Oh boy, two huge mistakes related to the poorly thought % operator in C++.

Div1 500 MagicalGirlLevelTwoDivOne

I did not let it trick me and I actually found the key to solve the problem quite quickly.

Imagine we have n+1 numbers in a column:

[][][][][][]...[]

The two consecutive groups of n numbers will overlap in exactly (n-1) numbers. Let us say that the sum of all the numbers in this overlap area is already known. There are two cases:

* The overlap sum is even: Then both of the remaining numbers must be odd so that the two n-sized areas are odd.
* The overlap sum is odd: Then both of the remaining numbers must be even so that the two n-sized areas are odd.

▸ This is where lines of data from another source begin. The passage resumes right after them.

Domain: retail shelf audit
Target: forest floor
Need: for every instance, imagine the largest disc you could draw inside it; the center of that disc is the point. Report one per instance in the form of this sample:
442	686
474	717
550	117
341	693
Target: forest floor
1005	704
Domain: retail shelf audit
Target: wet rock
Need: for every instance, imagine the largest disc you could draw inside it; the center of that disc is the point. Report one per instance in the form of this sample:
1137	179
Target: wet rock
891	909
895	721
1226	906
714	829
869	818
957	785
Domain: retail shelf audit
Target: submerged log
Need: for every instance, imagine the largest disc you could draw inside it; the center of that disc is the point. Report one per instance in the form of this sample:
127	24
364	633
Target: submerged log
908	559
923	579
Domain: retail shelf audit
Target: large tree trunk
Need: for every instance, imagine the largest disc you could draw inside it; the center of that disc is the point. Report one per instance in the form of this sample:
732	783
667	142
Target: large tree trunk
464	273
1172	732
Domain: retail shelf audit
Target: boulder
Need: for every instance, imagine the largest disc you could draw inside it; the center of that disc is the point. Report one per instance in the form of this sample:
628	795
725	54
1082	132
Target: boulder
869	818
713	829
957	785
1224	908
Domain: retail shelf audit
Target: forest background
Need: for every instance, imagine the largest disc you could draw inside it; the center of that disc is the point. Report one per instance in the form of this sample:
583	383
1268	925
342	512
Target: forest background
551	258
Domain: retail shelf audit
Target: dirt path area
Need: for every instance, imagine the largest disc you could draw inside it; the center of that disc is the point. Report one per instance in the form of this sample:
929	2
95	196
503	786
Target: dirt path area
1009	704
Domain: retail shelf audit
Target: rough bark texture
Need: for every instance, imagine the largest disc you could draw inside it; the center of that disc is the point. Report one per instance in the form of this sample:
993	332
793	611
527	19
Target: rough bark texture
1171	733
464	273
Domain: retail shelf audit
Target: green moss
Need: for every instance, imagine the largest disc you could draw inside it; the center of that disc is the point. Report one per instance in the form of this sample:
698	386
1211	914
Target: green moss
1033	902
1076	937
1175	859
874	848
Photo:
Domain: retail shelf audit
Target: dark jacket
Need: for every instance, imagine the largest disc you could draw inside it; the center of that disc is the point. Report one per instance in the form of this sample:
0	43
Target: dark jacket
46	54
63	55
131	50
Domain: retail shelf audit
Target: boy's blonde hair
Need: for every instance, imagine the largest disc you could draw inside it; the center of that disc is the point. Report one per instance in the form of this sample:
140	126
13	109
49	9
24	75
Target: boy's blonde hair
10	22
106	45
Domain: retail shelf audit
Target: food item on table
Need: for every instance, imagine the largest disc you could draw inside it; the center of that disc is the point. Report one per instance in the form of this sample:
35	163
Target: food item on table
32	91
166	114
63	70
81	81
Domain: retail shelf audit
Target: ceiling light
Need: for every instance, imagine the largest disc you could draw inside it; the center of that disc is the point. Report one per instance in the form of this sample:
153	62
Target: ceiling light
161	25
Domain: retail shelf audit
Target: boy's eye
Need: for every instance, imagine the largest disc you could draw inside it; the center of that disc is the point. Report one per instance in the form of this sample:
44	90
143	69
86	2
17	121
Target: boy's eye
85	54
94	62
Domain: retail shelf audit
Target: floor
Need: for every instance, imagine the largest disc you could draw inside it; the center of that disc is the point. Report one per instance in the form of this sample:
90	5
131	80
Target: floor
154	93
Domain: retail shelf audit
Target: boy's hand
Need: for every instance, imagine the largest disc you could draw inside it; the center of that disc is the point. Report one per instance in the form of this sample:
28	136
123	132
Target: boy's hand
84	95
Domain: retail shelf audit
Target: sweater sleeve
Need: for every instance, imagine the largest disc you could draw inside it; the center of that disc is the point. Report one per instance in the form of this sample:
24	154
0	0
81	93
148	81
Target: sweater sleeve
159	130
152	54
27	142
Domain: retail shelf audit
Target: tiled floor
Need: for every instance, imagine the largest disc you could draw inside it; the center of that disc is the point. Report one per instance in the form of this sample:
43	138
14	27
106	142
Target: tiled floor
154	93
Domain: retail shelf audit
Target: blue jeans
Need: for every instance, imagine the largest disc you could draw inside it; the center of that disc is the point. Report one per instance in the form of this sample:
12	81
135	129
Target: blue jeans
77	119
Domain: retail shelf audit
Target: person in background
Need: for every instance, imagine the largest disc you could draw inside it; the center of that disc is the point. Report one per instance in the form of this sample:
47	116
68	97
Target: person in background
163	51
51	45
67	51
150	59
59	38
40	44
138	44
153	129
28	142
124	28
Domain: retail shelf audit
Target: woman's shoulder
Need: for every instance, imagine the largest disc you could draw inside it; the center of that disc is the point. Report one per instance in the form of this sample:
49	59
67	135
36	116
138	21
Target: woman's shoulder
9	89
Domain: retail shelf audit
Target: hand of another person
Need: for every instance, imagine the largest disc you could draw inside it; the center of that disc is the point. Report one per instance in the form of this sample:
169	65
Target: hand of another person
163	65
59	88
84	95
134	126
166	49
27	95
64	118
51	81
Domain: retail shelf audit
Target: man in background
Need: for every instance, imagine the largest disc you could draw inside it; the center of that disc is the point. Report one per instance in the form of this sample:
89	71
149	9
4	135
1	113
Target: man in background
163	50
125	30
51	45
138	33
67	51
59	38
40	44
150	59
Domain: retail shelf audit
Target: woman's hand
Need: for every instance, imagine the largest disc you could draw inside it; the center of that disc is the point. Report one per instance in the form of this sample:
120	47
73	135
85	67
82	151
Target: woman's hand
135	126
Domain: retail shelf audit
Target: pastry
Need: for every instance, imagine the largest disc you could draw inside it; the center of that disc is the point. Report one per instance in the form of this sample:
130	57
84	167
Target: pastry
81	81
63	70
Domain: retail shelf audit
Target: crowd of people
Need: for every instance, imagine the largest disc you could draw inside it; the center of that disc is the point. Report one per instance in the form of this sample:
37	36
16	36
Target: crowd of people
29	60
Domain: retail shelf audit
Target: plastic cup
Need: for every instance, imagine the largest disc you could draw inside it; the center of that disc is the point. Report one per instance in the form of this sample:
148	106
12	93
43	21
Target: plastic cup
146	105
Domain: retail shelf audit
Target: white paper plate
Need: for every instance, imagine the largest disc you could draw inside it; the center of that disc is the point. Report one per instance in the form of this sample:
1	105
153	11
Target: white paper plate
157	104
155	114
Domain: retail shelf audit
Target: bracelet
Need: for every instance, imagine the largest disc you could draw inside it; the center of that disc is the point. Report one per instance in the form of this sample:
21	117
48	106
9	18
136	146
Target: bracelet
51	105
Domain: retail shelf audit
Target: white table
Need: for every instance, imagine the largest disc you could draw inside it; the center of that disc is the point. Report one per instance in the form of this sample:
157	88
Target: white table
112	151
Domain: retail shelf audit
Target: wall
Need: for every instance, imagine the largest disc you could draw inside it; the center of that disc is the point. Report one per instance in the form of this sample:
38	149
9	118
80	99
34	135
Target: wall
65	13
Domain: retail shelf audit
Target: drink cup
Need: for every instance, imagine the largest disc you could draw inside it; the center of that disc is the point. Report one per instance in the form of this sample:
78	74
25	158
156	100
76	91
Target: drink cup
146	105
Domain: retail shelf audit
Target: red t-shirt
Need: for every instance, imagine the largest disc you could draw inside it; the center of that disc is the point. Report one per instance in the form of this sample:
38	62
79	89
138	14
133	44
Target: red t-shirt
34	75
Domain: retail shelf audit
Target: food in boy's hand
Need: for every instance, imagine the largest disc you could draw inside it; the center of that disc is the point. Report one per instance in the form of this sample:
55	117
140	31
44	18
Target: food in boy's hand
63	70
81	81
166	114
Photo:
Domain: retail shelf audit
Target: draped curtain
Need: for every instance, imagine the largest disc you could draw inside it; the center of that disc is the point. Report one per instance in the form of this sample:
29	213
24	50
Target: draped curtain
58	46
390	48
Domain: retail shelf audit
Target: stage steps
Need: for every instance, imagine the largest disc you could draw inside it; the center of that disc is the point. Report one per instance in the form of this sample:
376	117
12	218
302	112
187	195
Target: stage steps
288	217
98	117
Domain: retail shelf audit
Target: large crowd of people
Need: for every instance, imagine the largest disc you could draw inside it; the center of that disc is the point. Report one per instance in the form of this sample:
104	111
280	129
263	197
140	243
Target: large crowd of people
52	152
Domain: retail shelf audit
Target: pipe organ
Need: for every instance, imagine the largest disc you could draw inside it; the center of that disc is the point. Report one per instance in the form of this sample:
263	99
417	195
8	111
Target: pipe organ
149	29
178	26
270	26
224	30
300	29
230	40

Now, this is the nice part, this means that for every column the parity of F[x][y] must be equal to the parity of F[x+n][y]. The same is true for rows, the parity of F[x][y] must be equal to the parity of F[x][y+n]. And this applies everywhere.

In fact, this means that we only need to decide the parity for the cells in the first n x m rectangle. This is an easier problem because n and m are at most 10. For each cell F[x][y] where (x < n) and (y < m) there are different numbers of ways to have that cell even or odd, it depends of all the cells F[x2][y2] such that (x2 % n = x) and (y2 % m = y). All of those cells must be even or odd numbers depending of the chosen parity for F[x][y] and if they are . there are 5 or 4 different digits for each of those cells. The number of ways to have a parity in cell F[x][y] can be calculated easily with a single n^4 loop.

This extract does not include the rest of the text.